Just so you don't have to start from scratch while there may be
something to build upon. After all, the footnotes also contain some
logic to move certain parts to a different page than where anchor is
located.
A few quick comments about the footnote implementation:
1) the FootnoteLM returns only the sequence of elements representing the
inline part (not the footnote-body part); it just adds to the last
(inline) box a reference to the FootnoteBodyLM.
2) the LineLM, after computing the breaks, adds to each (block) box
representing a line the references to the FootnoteBodyLM whose citations
are in that line
3) during the remaining of the element collection phase, these
references are not used (but in the creation of "combined" element
lists, when they should be copied inside the new elements)
4) the PageSequenceLM.PageBreaker.getNextKnuthElements() method, after
receiving all the (block) elements, scans them looking for footnote
information, gets the elements from the referenced FootnoteBodyLM and
puts them in a different list (at the moment a list of lists, but this
is sub-optimal), and from the footnote-separator (in a separate list)
5) these lists are looked at in
PageBreakingAlgorithm.computeDifference(), where we try to add some
footnote content to the "normal" page content using getFootnoteSplit(),
and in computeDemerits(), where some extra demerits are added if we
break a footnote or some footnotes are deferred.
This last point at the moment is performed using many
PageBreakingAlgorithm private variables, which is maybe not the best way
to do it, as we must be very careful about their initialization and
their use, especially when the algorithm restarts. I think that a
"state" object storing these variables could be used to store these
values, and explicitly passed along the methods instead of relying on
the class members, but concerning this I'd like to hear the opinions of
the other committers ...
Insertion of before-floats could be implemented in a similar way, giving
the precedence to the footnote insertion (as it is affected by more
strict constraints).
An important difference between a footnote and a before-float is that
the latter does not have an "inline part", so (if we want to follow the
same pattern) we need to either store the reference inside a
previously-created box or to add some new elements containing the
reference (but we must be sure that these elements cannot be parted from
the previous ones, see the constraints in section 6.10.2 in the spec).

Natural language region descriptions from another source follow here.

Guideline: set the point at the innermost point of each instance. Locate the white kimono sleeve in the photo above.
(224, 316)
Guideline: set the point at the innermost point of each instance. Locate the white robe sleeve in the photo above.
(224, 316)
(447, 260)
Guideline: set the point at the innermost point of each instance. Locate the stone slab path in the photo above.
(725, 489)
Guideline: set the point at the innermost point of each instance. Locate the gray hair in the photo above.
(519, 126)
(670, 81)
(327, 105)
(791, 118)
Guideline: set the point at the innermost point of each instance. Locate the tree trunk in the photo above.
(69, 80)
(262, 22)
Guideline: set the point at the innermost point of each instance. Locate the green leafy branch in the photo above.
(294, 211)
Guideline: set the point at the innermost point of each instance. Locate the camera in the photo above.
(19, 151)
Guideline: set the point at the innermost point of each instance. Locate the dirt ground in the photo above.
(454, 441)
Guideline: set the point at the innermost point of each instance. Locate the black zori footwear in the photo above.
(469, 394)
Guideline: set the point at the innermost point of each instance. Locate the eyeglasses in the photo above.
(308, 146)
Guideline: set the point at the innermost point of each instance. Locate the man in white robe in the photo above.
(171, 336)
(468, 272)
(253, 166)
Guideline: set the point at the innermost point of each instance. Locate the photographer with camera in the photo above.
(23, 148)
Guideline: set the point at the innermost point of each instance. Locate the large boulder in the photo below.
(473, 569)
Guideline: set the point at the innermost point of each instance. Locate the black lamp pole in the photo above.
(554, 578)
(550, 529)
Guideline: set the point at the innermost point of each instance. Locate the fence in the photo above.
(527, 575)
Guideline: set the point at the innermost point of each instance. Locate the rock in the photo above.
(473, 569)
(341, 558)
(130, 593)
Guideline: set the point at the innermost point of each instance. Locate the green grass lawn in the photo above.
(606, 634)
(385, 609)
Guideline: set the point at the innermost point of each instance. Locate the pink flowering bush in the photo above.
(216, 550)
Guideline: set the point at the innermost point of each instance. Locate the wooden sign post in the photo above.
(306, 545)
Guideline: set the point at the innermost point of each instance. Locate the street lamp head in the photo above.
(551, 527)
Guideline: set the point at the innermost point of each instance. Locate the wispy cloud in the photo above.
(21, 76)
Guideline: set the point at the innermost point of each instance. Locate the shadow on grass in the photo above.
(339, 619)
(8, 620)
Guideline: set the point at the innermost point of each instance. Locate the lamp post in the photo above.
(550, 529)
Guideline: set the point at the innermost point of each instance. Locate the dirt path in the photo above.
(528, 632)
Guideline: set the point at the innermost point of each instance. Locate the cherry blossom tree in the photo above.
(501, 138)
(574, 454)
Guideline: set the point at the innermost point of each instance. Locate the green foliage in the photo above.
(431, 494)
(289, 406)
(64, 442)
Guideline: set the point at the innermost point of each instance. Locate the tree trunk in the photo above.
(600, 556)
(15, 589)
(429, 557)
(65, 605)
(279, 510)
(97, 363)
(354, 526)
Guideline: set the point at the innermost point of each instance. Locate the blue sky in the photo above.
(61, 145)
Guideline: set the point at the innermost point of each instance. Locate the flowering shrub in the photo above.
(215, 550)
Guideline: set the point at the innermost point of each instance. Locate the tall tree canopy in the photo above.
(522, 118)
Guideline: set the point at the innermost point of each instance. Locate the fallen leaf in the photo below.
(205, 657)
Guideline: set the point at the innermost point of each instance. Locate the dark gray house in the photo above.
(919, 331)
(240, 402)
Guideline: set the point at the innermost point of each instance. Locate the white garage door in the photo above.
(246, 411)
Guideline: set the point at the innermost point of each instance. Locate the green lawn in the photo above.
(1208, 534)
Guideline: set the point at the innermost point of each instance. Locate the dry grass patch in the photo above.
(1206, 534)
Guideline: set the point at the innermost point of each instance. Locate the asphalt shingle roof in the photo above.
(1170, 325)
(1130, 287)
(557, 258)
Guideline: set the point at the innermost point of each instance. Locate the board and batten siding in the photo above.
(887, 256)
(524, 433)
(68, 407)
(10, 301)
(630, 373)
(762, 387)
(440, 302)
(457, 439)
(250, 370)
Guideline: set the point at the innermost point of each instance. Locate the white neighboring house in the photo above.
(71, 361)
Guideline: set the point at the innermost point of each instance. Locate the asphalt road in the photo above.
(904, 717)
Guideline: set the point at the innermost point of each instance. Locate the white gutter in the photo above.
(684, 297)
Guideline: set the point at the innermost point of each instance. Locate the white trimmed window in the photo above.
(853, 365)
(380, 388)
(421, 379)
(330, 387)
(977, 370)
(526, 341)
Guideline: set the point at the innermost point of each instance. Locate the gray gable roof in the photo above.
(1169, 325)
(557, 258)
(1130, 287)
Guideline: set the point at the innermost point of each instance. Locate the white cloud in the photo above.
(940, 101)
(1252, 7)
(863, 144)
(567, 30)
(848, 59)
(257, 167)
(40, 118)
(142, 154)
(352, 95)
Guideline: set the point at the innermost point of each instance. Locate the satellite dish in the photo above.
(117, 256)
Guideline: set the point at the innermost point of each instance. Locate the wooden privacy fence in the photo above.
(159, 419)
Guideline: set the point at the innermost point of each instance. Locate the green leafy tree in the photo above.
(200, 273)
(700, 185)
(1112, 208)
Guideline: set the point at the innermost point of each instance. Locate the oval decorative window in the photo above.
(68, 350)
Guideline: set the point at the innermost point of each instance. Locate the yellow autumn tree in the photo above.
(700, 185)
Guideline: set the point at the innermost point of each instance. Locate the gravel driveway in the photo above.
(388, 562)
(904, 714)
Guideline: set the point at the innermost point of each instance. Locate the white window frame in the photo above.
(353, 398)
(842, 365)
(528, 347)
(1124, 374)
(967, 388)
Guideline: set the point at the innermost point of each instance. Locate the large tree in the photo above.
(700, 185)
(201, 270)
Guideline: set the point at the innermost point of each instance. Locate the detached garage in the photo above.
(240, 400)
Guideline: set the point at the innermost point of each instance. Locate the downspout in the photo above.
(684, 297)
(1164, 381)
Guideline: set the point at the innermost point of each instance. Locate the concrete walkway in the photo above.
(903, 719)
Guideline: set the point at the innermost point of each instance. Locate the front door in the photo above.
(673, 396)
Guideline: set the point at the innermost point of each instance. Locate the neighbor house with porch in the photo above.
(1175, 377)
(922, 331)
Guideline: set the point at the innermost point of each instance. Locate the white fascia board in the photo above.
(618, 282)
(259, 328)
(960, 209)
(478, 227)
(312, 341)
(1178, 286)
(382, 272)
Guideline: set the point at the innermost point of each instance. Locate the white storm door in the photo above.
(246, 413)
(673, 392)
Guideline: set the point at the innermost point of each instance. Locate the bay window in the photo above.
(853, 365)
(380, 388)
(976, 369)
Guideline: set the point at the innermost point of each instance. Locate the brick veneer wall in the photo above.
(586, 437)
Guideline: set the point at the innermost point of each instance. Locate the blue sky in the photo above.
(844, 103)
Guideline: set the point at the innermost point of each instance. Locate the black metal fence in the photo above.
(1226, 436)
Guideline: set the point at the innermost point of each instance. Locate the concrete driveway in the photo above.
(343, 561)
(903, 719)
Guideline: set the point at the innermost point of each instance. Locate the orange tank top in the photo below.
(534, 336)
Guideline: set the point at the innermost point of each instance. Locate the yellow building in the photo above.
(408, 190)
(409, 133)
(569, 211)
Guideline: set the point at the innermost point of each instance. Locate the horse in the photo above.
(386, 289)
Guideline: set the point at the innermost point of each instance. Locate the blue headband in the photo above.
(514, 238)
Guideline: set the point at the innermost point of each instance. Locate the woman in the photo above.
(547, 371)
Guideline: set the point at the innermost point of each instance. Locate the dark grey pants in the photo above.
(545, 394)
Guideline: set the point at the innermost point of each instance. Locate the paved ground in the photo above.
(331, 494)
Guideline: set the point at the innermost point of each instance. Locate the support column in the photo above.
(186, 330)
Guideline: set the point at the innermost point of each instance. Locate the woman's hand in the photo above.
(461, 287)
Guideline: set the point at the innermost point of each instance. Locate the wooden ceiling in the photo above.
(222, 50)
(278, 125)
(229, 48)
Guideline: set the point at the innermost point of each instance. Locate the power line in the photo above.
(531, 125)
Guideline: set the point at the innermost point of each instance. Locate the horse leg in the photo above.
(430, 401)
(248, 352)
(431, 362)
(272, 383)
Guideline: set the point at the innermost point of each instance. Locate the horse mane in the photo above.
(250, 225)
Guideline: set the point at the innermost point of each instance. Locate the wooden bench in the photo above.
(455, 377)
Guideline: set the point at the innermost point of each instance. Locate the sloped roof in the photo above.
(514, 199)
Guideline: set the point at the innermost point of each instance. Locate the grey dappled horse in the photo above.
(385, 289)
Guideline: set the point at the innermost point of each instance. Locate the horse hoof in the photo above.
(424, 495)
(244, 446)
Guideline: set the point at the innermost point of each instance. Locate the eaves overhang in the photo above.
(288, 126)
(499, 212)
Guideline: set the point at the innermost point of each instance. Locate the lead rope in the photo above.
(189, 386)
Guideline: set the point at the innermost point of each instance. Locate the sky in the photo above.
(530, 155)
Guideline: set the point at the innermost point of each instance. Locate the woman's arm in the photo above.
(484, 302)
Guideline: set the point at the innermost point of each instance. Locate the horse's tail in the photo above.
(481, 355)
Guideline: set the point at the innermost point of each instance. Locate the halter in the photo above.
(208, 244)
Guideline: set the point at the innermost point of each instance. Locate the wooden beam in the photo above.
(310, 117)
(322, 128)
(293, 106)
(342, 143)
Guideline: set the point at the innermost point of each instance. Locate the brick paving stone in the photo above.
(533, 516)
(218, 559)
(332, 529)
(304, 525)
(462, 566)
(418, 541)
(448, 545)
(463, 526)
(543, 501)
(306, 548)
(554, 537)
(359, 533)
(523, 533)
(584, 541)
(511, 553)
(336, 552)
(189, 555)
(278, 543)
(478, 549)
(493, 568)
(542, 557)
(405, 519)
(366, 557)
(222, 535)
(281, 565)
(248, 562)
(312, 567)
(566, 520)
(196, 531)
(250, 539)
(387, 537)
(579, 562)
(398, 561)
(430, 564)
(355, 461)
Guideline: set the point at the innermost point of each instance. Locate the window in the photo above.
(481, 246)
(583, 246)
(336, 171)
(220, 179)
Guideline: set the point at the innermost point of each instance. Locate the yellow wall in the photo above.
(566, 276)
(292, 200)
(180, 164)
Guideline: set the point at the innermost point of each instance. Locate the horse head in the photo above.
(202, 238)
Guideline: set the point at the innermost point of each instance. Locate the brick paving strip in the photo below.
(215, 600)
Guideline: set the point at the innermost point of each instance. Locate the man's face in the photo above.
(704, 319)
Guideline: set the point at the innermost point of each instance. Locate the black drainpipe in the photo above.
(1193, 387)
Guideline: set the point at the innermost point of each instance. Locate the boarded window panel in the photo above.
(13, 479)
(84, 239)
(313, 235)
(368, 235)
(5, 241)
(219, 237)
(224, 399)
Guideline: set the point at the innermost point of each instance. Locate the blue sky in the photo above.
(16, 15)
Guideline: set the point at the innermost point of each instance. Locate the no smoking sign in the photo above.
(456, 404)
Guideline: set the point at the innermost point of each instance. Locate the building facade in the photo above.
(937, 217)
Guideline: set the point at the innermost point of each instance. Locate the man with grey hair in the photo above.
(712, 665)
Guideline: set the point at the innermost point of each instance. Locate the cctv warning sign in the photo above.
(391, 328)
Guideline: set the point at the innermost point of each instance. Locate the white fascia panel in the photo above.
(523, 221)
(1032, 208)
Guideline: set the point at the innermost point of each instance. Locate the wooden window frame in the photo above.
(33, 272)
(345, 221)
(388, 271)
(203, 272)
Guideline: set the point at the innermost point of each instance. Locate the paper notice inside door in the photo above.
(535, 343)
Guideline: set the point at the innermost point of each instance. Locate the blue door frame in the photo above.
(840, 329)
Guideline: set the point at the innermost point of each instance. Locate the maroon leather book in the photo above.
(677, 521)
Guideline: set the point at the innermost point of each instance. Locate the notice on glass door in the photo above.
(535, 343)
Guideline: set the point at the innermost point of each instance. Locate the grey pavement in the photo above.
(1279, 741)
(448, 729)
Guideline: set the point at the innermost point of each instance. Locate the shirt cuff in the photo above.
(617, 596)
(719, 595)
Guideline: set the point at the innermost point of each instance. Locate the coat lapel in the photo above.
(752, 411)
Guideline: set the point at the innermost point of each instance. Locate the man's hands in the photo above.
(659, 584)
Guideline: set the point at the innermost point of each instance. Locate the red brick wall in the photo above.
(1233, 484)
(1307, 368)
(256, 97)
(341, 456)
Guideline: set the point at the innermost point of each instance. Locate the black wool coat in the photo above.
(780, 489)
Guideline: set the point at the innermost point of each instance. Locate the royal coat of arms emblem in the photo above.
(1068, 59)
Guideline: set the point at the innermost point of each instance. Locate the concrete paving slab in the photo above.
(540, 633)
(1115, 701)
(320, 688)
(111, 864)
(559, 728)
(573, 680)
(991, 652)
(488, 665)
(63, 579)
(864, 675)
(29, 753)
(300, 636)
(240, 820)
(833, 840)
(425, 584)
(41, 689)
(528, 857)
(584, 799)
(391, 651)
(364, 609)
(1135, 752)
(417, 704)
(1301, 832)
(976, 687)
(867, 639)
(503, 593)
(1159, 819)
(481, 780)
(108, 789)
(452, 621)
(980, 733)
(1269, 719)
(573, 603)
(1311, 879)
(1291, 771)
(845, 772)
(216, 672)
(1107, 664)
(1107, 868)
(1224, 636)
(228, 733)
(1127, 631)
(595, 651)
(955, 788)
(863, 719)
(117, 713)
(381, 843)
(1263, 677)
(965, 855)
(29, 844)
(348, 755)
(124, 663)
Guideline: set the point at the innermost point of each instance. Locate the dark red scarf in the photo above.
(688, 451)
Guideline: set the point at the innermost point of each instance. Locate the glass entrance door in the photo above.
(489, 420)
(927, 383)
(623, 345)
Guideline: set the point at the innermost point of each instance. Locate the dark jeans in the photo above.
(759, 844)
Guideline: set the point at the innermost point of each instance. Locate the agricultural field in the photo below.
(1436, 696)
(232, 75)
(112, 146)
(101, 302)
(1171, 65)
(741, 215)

A crucial point is the demerit function as, if I remember correctly, it
greatly affect the computational complexity of the breaking algorithm
(thre should be a M. Plass paper concerning this).
HTH
Another thing that we may need to keep in mind: There was lots of desire
from the user community that FOP supports large documents (long-term
goal, not necessary yours). I wrote that a first-fit algorithm could
help free memory earlier. Obviously, for complex before-float situations
a total-fit approach is probably more interesting as it can come up with
more "creative" solutions. I'm just mentioning it so we keep the bigger
picture in mind and since there could be conflicting goals.
A "first degree" of first-fit algorithm could be achieved quite quickly
by having a BreakingAlgorithm interface which is implemented by a
TotalFitBA (the existing implementation) and a FirstFitBA which would
have a much simpler considerLegalBreak() method that, instead of the
complex set of nodes, just keeps in mind a single node.
This would surely decrease the memory footprint, but is not (I think)
what we really want, as this simplified algorithm would be performed on
the whole sequence of elements.
In order to start processing the sequence as soon as we receive a few
elements we need to do some deeper changes.
An idea (I just had it now, so I did not fully consider all its
implications).
At the moment, the block-level LM collect elements from their children
and return just a single sequence (if there are no break conditions); we
could have a parameter requesting them to return after they receive each
child sub-sequence, and have a canStartComputingBreak() method that
returns true if the sequence contains enough elements and we are using a
first-fit algorithm, or false otherwise ...
Sorry for the long post ... and for the long absence too, but it seems
that just after thinking "great, now I've really got some time to spend
on FOP" I receive tons of other things to do ... :-(
Regards
Luca